BAB I PENDAHULUAN
A. Latar Belakang Sekolah merupakan salah satu faktor yang mempengaruhi kepribadian dan pembentukan
konsep diri anak. Telah diakui dari berbagai pihak tentang
peranan sekolah bagaimana sekolah ikut membina anak tentang kecerdasan, sikap, minat dan sebagainya. Sekolah juga merupakan tempat individu untuk mendapatkan pengalaman bersosialisasi dengan lingkungan dan berkembang dengan teman sebayanya agar ia dapat tumbuh serta menjadi
pribadi yang
matang baik secara mental, emosional dan sosial. Di sekolah remaja juga diharapkan dapat mempelajari proses pengembangan nilai yang membentuk karakter/ watak sehingga ia menjadi pribadi dewasa, mandiri, dan dapat mengontrol emosinya dengan baik. Masa remaja juga mulai memahami keadaan dirinya sendiri. anak diharapkan dapat mengatasi tantangan dan masalah dengan baik yang berhubungan dengan fisik, emosi, moral maupun bahasa. Dan pada tahapan ini, diharapkan
ia memiliki kemampuan untuk
mengatur dan mengelola emosinya dengan baik agar dapat terpenuhi kebutuhan pada perkembangan pribadinya (Purwanti, 2008: 14) Menurut Baker, Dilly, Aupperlee dan
Patil, Di sekolah anak- anak
memperoleh banyak keterampilan yang dapat membantu mereka dalam
mengoptimalkan lingkungan namun (Weissberg, Kumpfer & Seligman, 2003) mengoptimalkan lingkungan namun (Weissberg, Kumpfer & Seligman) menyatakan bahwa di usia sekolah anak- anak juga menghadapi berbagai tantangan seperti perilaku yang beresiko, kurangnya dukungan sosial dan emosional yang berdampak negatif dan kebahagiaan mengenai prestasi sekolah yang banyak sekali menimbulkan masalah dan nantinya bisa menjadi penghalang sehingga menimbulkan stres selama dalam masa perkembangan (Kelly Mc.Cabe, 2011: 178). Di Indonesia, jalur pendidikan untuk siswa semakin banyak dalam bentuk antara lain : dasar, menengah, tinggi, non formal dan akselerasi. Kelas akselerasi dianggap sebagai solusi terbaik untuk memenuhi kebutuhan bagi siswa yang IQ tinggi. Pelayanan program percepatan belajar ini dapat menghargai kemampuan peserta didik yang memiliki kemampuan luar biasa serta dapat meningkatkan kecerdasan spiritual, intelektual dan emosional secara seimbang (Hawadi, 2004: 39) Akhirnya kesimpulan inilah yang menimbulkan mitos bahwa siswa dengan IQ tinggi adalah anak yang bahagia dan mudah
menyesuaikan diri dengan
lingkungan. Persepsi inilah yang menimbulkan dampak negatif pada kehidupan sosial dan kehidupan sehari- harinya karena siswa kurang mendapatkan kesempatan untuk bergaul dan berinteraksi dengan teman sebayanya. Mereka dituntut untuk menghabiskan waktunya dengan belajar (Wima Bin Ary, 2009: 1).

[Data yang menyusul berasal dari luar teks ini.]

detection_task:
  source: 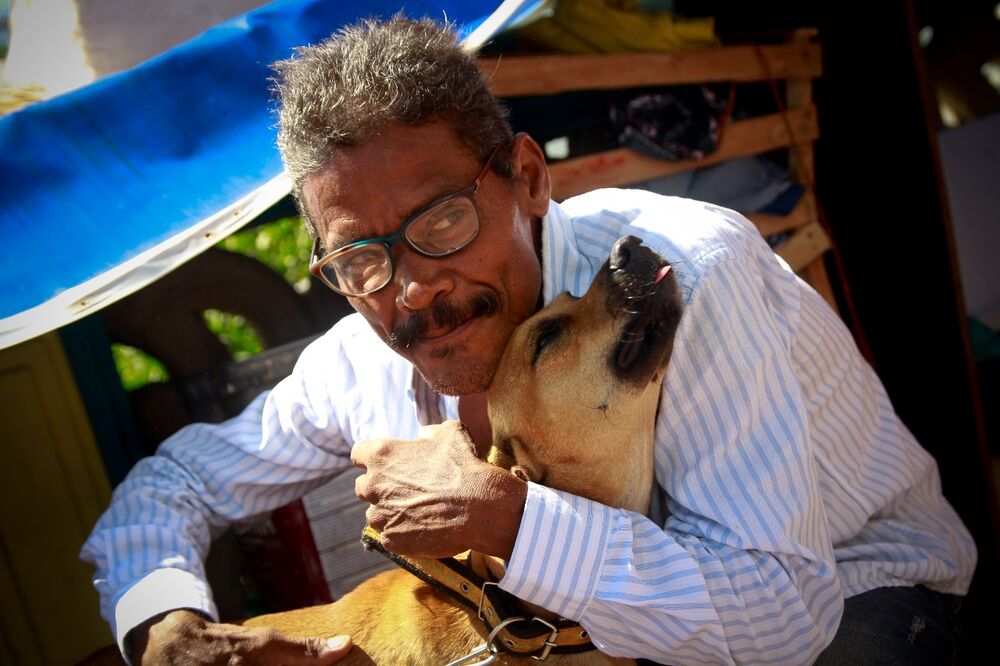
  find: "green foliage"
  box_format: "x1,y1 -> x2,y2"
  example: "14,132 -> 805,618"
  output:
111,342 -> 170,391
218,217 -> 312,294
201,310 -> 264,361
111,217 -> 312,391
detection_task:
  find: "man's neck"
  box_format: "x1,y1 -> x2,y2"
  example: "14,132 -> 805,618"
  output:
458,392 -> 493,460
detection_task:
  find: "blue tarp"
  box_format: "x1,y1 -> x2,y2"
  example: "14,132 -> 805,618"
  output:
0,0 -> 530,348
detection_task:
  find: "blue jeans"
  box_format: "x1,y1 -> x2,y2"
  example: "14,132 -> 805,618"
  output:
815,585 -> 962,666
639,585 -> 962,666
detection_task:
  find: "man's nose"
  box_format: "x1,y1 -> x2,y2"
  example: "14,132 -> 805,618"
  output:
395,250 -> 455,311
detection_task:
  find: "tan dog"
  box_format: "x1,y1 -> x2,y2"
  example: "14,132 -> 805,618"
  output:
245,232 -> 681,665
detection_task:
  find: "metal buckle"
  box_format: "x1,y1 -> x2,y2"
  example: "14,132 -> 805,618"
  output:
531,616 -> 559,661
445,643 -> 500,666
478,581 -> 500,620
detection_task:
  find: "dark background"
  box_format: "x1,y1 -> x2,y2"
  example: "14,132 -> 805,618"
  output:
677,0 -> 1000,663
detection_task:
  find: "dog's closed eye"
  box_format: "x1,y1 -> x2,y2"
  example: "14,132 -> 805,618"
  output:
531,317 -> 566,366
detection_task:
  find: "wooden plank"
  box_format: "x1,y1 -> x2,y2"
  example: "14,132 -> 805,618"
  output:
479,43 -> 823,97
549,106 -> 819,201
802,257 -> 840,312
745,192 -> 819,236
775,222 -> 833,273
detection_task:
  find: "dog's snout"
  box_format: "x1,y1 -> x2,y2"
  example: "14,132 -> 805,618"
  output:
608,236 -> 642,271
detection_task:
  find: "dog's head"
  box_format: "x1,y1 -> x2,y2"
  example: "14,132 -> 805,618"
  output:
489,236 -> 681,512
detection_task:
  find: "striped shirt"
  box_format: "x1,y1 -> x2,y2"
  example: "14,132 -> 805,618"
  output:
82,190 -> 976,664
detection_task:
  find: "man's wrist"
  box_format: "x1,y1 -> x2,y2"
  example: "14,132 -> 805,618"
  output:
473,467 -> 528,560
122,608 -> 214,666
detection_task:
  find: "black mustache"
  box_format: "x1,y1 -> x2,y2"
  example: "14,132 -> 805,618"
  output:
388,291 -> 501,351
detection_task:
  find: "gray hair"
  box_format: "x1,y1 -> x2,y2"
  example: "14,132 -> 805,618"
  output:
274,15 -> 513,234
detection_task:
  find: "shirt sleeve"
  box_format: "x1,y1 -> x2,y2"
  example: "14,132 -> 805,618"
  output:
501,253 -> 843,664
80,334 -> 352,647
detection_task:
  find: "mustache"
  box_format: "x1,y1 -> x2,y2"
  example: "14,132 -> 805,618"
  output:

SMA Negeri 3 Malang merupakan sekolah unggulan dan favorit di kota malang. Di SMA ini siswa mempunyai karakteristik dalam semangat belajar yang tinggi dan memiliki kompetensi yang tinggi untuk meraih kesuksesan dibandingkan siswa- siswi SMA yang lain. Jadi seleksi untuk masuknya memang benar- benar disaring karena, “sekolah memang membentuk pribadi anak secara akademis jadi tidak heran jika mereka memiliki jiwa yang kompetitif untuk bersaing meraih prestasi yang tinggi disekolah ini. Sebab mereka yang masuk memang anak- anak berprestasi disekolahnya dan disini mereka bertemu dengan teman- teman yang memiliki kemampuan akademis yang sama. Jadi tinggal bagaimana cara mereka mempertahankan prestasinya itu di SMAN 3 Malang.“ (Wawancara peneliti dengan Waka V bidang penjamin mutu dan hub. luar negeri sekaligus sebagai guru BK pada tanggal 5 Desember 2011 pukul 12.00 di ruang UPM- Unit Penjamin Mutu).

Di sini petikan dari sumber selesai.